If you’re reading this in the Midwest or Northern U.S., chances are you can stop by any hardware or grocery store and buy a bundle of wood. But, like most things, it’s cheaper to buy in bulk. Here are some tips for getting the most out of your firewood-buying experience.

Where to Buy?

Honestly, one of the best places to buy wood in bulk is craigslist.org. Many landscapers, tree nurseries and private sellers use this site to get rid of extra product, and it’s usually very affordable. Some even offer free firewood or free delivery if you do some searching!

What to Buy?

Oak and maple are two of the most abundant tree species in America, and they also make for the best firewood. Both are dense, heavy hardwoods, which create a long, slow burn. Seasoning is also important to consider with these two types of wood. Seasoned wood has been stored and aged in a dry climate for one to two years, and a single log of seasoned wood can burn for hours at a time.

Also, keep seasoning in mind if you’re cutting your own firewood from a downed tree or branch. If the tree was previously dead, the wood could be used after only a few months of seasoning, but if the tree was still “green,” or alive, when it fell down, then that wood should age for at least a year. Also, note that some people do sell freshly cut firewood, but it needs to be seasoned. So if you’re buying firewood for this season, be sure it’s been seasoned.
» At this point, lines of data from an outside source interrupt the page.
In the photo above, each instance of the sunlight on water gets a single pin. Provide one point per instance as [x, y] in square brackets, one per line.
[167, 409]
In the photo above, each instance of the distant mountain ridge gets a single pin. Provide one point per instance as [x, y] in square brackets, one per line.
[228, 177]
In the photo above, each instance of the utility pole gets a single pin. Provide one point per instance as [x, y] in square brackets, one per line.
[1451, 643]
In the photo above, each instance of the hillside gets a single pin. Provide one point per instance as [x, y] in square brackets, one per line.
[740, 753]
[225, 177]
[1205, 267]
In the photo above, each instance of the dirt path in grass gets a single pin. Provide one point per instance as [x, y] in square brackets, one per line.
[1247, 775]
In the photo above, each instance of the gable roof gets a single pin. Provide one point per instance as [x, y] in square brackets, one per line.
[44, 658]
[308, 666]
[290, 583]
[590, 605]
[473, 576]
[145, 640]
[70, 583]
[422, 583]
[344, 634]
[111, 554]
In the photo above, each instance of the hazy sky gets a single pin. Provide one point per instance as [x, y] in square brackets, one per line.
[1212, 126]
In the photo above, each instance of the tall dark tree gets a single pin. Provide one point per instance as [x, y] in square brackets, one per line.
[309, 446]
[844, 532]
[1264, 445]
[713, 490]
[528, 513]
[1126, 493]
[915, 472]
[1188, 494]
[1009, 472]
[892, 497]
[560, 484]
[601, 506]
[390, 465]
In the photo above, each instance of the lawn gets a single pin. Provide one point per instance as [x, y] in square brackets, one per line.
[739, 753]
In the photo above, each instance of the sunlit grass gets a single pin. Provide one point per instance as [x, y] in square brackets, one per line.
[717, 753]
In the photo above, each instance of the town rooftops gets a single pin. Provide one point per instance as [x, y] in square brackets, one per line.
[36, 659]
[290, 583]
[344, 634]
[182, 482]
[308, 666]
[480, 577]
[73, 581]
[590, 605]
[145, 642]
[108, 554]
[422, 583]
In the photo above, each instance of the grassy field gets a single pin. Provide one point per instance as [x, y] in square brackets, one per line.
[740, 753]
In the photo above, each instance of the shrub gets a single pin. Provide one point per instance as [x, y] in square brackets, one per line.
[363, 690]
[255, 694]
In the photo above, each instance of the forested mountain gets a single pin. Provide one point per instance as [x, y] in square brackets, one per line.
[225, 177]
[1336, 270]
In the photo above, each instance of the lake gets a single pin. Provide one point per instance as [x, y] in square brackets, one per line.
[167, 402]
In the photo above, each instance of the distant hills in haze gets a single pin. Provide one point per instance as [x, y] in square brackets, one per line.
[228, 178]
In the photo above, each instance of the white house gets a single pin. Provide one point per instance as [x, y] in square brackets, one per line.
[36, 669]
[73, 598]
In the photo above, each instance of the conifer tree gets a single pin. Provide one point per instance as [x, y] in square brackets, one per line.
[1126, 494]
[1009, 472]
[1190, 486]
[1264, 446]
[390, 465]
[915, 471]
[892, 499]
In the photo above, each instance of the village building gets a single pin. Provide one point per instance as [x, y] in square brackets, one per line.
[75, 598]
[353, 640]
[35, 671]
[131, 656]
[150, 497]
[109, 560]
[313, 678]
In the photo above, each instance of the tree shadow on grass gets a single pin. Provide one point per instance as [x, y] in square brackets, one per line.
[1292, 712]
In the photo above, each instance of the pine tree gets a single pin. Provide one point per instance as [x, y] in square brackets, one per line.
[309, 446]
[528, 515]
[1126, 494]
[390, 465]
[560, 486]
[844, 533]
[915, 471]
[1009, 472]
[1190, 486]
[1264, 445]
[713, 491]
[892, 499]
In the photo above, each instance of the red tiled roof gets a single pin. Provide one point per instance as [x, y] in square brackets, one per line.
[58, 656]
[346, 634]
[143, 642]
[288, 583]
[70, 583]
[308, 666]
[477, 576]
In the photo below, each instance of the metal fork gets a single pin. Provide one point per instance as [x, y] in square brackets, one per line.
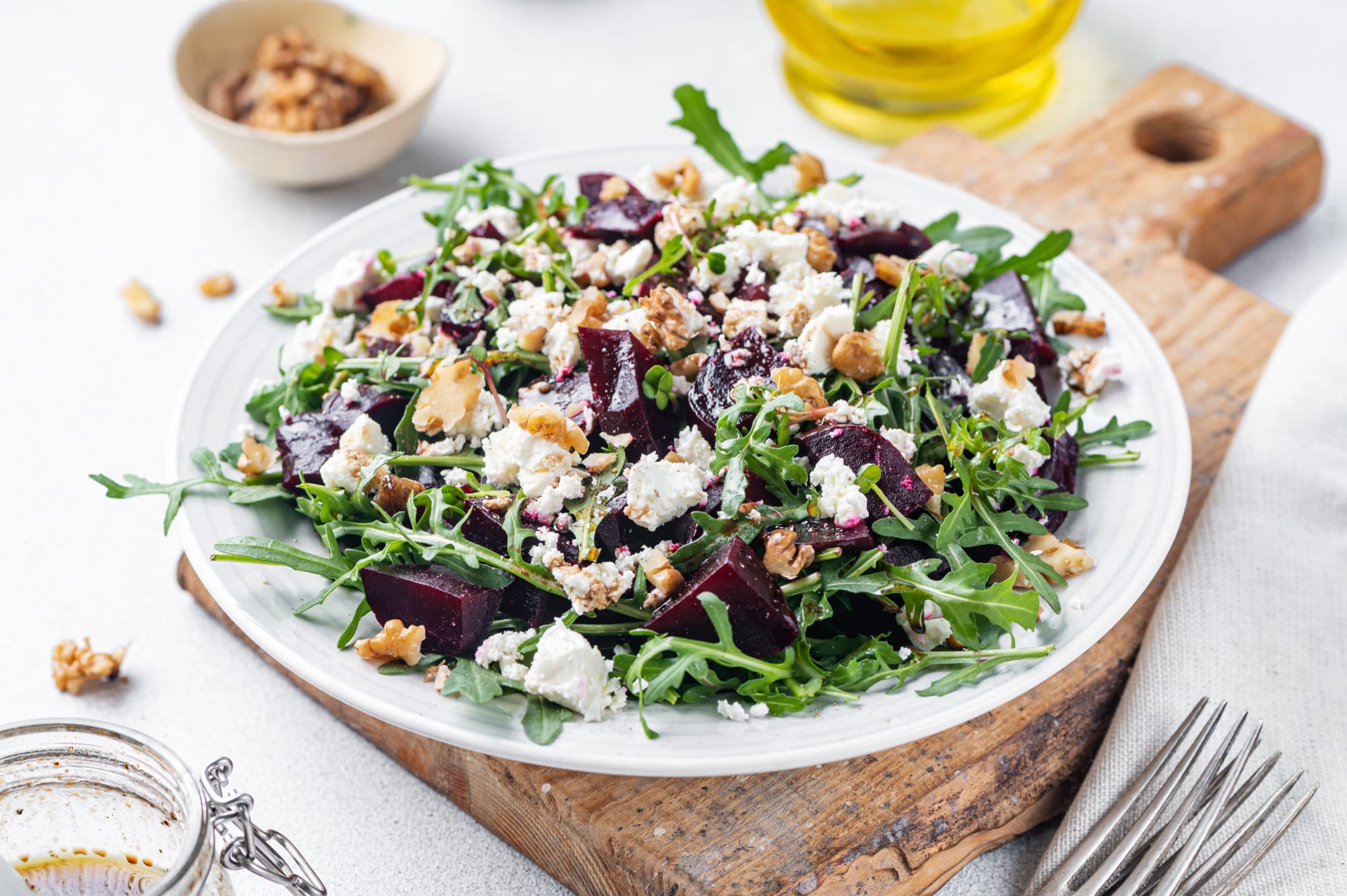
[1158, 858]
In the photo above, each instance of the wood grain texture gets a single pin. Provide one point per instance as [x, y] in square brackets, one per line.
[903, 821]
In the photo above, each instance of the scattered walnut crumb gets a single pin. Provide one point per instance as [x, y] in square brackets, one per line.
[684, 176]
[282, 295]
[890, 269]
[934, 478]
[689, 366]
[143, 304]
[1065, 556]
[394, 642]
[859, 355]
[387, 322]
[809, 171]
[75, 666]
[599, 463]
[615, 187]
[802, 384]
[453, 392]
[665, 579]
[1018, 373]
[821, 253]
[218, 285]
[546, 421]
[394, 493]
[1076, 322]
[976, 345]
[783, 557]
[255, 458]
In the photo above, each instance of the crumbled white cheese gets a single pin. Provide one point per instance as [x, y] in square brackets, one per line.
[937, 629]
[949, 259]
[503, 218]
[900, 439]
[662, 490]
[572, 672]
[851, 206]
[693, 447]
[1028, 456]
[517, 456]
[813, 349]
[355, 450]
[350, 279]
[631, 263]
[321, 331]
[839, 493]
[732, 711]
[503, 649]
[844, 412]
[1019, 408]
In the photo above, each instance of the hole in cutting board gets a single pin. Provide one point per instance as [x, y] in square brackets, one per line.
[1175, 136]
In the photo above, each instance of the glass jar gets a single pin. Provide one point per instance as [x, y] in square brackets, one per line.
[95, 808]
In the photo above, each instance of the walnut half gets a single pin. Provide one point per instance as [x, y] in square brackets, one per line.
[783, 557]
[73, 666]
[395, 642]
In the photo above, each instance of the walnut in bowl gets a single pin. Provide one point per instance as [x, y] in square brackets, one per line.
[302, 92]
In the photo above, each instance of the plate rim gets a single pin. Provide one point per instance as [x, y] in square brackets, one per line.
[791, 757]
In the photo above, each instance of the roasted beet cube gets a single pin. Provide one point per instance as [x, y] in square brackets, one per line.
[859, 446]
[1061, 467]
[751, 355]
[385, 408]
[1011, 307]
[618, 368]
[627, 218]
[865, 240]
[456, 613]
[592, 184]
[824, 533]
[305, 444]
[760, 619]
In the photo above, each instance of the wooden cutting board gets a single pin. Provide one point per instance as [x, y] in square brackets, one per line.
[1178, 178]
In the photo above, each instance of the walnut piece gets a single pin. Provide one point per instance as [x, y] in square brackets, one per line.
[218, 285]
[809, 171]
[143, 304]
[934, 478]
[548, 421]
[452, 394]
[255, 458]
[75, 666]
[395, 642]
[395, 493]
[976, 345]
[821, 253]
[1076, 322]
[783, 557]
[387, 322]
[802, 384]
[662, 576]
[681, 175]
[614, 188]
[859, 355]
[689, 366]
[890, 269]
[667, 315]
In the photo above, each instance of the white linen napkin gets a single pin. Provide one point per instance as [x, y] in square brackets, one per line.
[1256, 613]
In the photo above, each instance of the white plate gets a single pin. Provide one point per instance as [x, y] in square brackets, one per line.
[1134, 516]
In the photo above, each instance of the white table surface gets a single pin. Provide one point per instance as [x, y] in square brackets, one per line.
[107, 179]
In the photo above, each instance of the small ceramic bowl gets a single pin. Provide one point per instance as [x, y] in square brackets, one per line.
[228, 35]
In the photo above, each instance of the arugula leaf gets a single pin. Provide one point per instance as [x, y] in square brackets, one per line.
[544, 720]
[704, 123]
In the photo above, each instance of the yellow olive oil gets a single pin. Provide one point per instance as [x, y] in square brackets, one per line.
[884, 69]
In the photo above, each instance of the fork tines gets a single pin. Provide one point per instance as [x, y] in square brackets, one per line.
[1152, 847]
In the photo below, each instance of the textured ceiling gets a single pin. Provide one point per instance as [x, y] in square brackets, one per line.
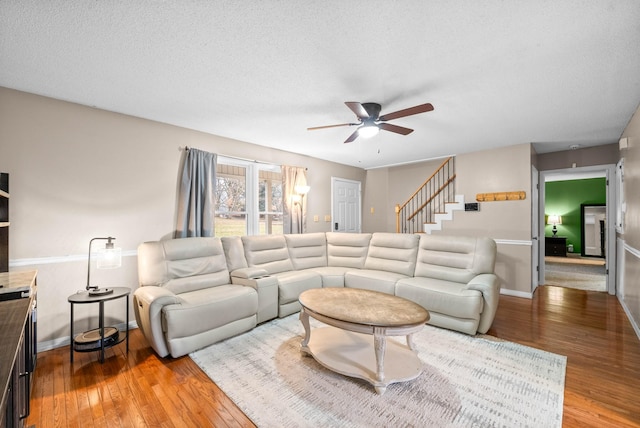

When seasoning wood, it’s important to do it outside. It’s also important to make sure the wood is stacked evenly, off the ground, and far enough away from a wall so air can circulate around the stack. Lastly, make sure to keep the stack protected by the elements with a tarp.

How Much to Buy?

This is where things get a little confusing. When purchasing firewood, you aren’t ordering from a set number or weight. Firewood comes in a cord, which is a 4’x8’x4’ set of 12-inch logs. Unless you’re really planning in advance or live in an area where you plan on having fires throughout the year, a full cord of wood is too much. The most common way to buy wood is by the face cord, which is a single stack that’s four-feet high and eight-feet wide. One face cord will typically give you enough wood to make one fire per day for two months, so two face cords will usually last the whole winter season.

The main takeaway here is this: When buying firewood to last the entire winter season, get two face cords of seasoned hardwood. If it hasn’t been seasoned previously, do it on your own – outside. Hopefully this helps keep you warm this holiday season!